GSK says its drug for chronic hep B could ‘lead to a functional cure’ — but will it be alone or in combination?
GSK, newly branded and soon-to-be demerged, shared interim results from its Phase II trial on its chronic hepatitis B treatment, one that it says has the “potential to lead to a functional cure.”
At a presentation at the EASL International Liver Congress, GSK shared that in around 450 patients who received its hep B drug bepirovirsen for 24 weeks, just under 30% had hepatitis B surface antigen and viral DNA levels that were too low to detect.
Notably, patients who were taking nucleoside analogs (the current standard of care treatment) alongside bepirovirsen and those who were not had similar outcomes.

To put that into perspective, patients with chronic hepatitis B often have to take nucleoside analogs, which suppress hepatitis B virus (HBV) expression, throughout their lifetime. Alone, nucleoside analogs have a functional cure rate that hovers around 1-5%, and in combination with interferon treatment, that number jumps a little higher.
To be considered a functional cure, the virus has to be stifled enough that the immune system can control it on its own, GSK’s head of development Chris Corsico told Endpoints News.
“If we were able … to — using monotherapy for 24 weeks and then stopping therapy — get anything close to the interferon plus nucleoside/nucleotide standard of care, that would be absolutely a phenomenal result,” Corsico said.
The big question now is durability. And without that data in hand yet, Corsico said he can’t call GSK’s treatment a functional cure, though he said their current numbers were exciting for “the long-term prospects.”
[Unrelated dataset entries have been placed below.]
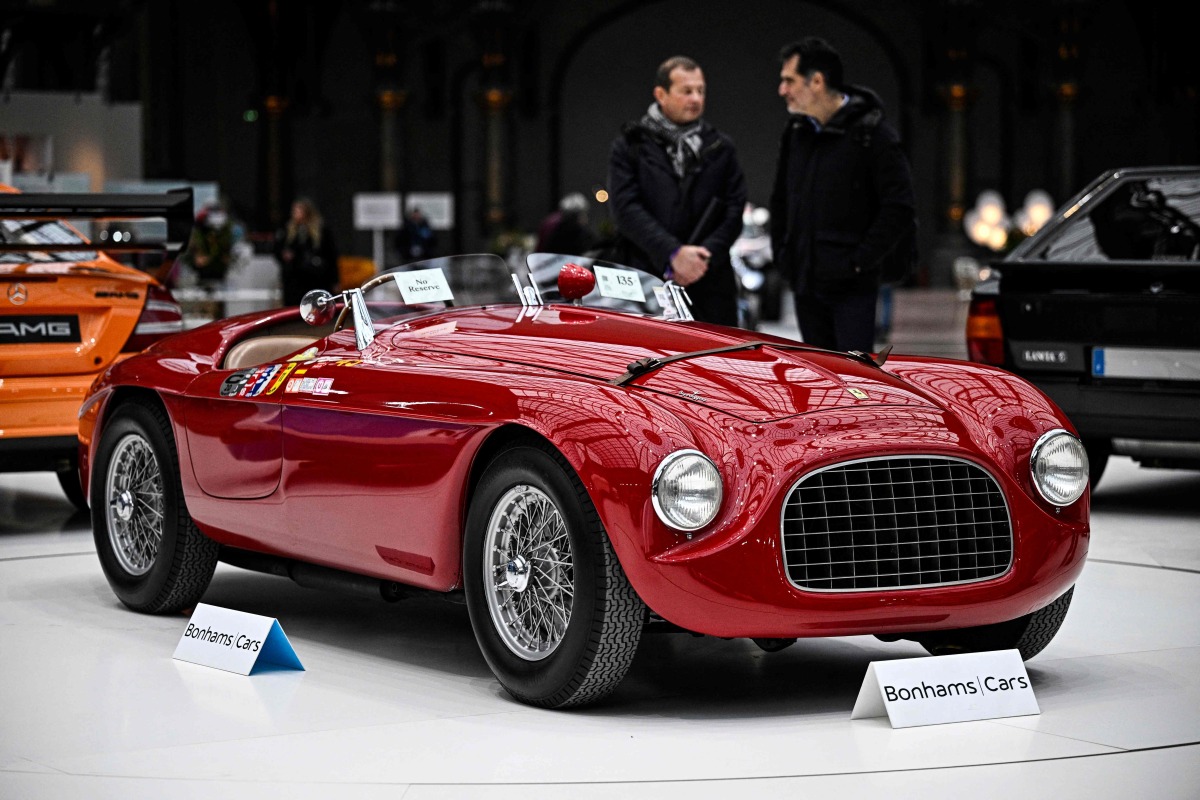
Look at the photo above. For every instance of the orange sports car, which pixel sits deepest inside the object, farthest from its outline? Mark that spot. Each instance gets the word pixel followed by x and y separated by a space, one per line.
pixel 69 311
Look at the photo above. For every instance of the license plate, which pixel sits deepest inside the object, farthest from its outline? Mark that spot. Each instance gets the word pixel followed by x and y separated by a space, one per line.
pixel 1146 364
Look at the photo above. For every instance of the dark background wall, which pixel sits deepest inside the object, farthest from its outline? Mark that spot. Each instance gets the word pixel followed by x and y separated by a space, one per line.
pixel 273 98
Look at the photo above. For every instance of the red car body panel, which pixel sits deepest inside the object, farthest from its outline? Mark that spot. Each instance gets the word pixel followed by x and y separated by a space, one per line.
pixel 364 461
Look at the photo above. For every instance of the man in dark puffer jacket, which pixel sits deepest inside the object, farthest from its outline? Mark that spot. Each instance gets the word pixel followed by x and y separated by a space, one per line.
pixel 843 198
pixel 678 193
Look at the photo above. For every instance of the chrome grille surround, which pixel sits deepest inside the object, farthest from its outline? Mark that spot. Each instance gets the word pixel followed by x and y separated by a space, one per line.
pixel 898 522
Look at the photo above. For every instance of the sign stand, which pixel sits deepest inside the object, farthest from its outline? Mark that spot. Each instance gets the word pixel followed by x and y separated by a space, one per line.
pixel 947 689
pixel 377 211
pixel 235 642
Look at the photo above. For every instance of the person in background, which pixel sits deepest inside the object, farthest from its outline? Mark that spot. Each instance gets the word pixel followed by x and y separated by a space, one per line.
pixel 567 229
pixel 210 250
pixel 843 197
pixel 678 191
pixel 415 239
pixel 306 253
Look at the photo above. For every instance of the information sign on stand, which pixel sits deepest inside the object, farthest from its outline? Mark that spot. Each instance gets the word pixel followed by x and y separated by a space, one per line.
pixel 235 642
pixel 947 689
pixel 377 211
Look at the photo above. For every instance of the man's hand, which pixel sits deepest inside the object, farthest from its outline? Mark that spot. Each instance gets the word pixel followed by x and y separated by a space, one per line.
pixel 690 264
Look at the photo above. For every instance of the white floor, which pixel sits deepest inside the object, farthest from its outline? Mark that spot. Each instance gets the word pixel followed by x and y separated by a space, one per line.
pixel 396 701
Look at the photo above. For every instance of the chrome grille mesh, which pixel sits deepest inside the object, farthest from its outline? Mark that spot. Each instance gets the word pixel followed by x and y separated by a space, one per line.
pixel 895 523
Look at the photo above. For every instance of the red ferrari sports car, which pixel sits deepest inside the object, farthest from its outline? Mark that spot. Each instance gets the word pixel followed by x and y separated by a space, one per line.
pixel 565 447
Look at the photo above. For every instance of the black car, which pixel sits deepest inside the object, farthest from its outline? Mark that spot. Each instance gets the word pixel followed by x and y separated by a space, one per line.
pixel 1101 310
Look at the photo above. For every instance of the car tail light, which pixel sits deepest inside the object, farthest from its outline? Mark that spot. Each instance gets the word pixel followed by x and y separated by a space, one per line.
pixel 985 337
pixel 160 317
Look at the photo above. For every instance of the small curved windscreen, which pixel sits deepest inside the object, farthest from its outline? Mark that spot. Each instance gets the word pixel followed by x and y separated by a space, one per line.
pixel 421 287
pixel 623 288
pixel 487 280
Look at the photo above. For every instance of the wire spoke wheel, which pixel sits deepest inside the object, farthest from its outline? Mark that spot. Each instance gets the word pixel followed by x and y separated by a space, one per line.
pixel 553 613
pixel 155 558
pixel 529 578
pixel 133 505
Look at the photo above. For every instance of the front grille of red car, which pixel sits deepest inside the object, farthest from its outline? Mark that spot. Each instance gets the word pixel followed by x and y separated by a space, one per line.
pixel 895 523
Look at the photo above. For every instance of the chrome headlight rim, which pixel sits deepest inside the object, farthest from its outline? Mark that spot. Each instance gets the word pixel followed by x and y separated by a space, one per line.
pixel 664 512
pixel 1037 476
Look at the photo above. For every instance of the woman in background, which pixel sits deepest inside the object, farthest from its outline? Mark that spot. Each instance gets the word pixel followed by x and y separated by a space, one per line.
pixel 306 253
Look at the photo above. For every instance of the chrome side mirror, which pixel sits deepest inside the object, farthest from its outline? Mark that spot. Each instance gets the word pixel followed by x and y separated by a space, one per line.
pixel 317 307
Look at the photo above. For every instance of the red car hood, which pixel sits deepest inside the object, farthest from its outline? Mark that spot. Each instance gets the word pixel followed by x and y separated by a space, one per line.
pixel 753 377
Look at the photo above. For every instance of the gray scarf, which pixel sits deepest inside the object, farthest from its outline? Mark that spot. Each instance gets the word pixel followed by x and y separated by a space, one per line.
pixel 683 142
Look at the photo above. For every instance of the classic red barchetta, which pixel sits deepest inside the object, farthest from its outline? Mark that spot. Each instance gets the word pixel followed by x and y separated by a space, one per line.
pixel 568 449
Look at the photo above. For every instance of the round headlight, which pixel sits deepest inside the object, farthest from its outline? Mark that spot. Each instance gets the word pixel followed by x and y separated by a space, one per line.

However, Corsico also said he “recognized [there is] a large group of patients who need further therapy.” On that end, GSK is exploring trials to put bepirovirsen in combination with an interferon treatment as well as with its hepatitis B immunotherapy, according to a press release.
Corsico noted that more insight on who the treatment was and wasn’t working for would be coming later. “One of the purposes of this study was to collect a whole bunch of biomarkers to see if we could then start using that data to help us predict who was responding and who was not responding,” he said, adding that GSK wouldn’t have that data until the end of the trial.
Around 1% of patients had treatment-related serious adverse events, and Corsico noted that a few of those cases were related to the injection site.
GSK licensed bepirovirsen from Ionis in 2019. The drug is a single strand of synthetic nucleotides that complement HBV RNA and recruit liver enzymes to destroy it.
Elsewhere in the hepatitis B space, the FDA slapped a clinical hold on Antios’ Phase II trial in May, leading to partner Assembly Biosciences ditching the duo’s hepatitis B collaboration.
GSK’s final study results, which include two other treatment arms with different dosage schedules, will be presented towards the end of the year, Corsico said.